Въехал царев гонец за нерчинский тын, а на деревьях два казака висят.
– За что вздернули? – спросил Елисеев у обступивших его казаков.
Никто объяснить не может.
– За что? – спросил у Пашкова.
– Шут их знает, – отмахнулся воевода, – чего-то поперек то ли сделали, то ли сказали.
– И за это казнь? Повешенье?
– Попустишь злодеев – самого убьют, а мне острог надо ставить, от богдойских князей оборону держать.
Иван Елисеев смолчал, хотел восвояси убраться, а Пашков смотрит на него синими глазами и улыбается.
– Нет тебе обратной дороги, пятидесятник. Со мной оставайся, Ты такого про нашу жизнь наврешь – все подумают, что я и есть таков. Людей у меня убыло. Не пущу.
С толмачом на лодке бежал Елисеев от безумного воеводы. Недалеко ушел. Пашков настиг беглецов, привязал к скамейке, дно у лодки вышиб, и – прощай, пятидесятник, прощай, толмач! С рыбами ступайте толковать.
Кому смерть от Пашкова, а кому жизнь. Агриппина, помня колоб Феклы Симеоновны, все слонялась возле воеводского дома… Да и выходила всей семье спасенье. Воеводиха у кур из корыта выгребла мякину с прогорклым зерном, с полмешка набралось. Сунула Агриппине, а сама озирается:
– Беги! Пока мой не увидел.
А тут и протопоп разжился: ворону дохлую в воде нашел, сунул за пазуху, терпел весь день, а ночью домой принес. Ночью варили, ночью ели. Ах, как сладко сытым ко сну отходить! Человеком себя вспомнишь.
Для Даур царевна Софья Алексеевна еще не родилась, еще Богдан Хмельницкий под бунчуком с булавой сидел, а в Москве да в Киеве клубился морок иных времен: без Никона, без пана гетмана Богдана и даже без Выговского.
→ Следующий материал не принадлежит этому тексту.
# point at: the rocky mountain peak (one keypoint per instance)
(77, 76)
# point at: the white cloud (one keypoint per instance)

Великий государь Алексей Михайлович, вчера ужаснувшийся потере конницы, снова был покоен, хозяйственен, уповал на Бога, и Бог ему давал.
Предстояло приятное торжество: наградить царским застольем государственных мужей, потрудившихся на западной границе. Боярина князя Ивана Семеновича Прозоровского, боярина князя Федора Федоровича Волконского и думного дворянина Афанасия Лаврентьевича Ордина-Нащокина. Удачливым послам полагалась и денежная награда: по шести тысяч ефимков – боярам, пять тысяч – думному дворянину. Алексей Михайлович награждать любил, но всякий раз нервничал: есть ли чего давать? Шел казну глядеть.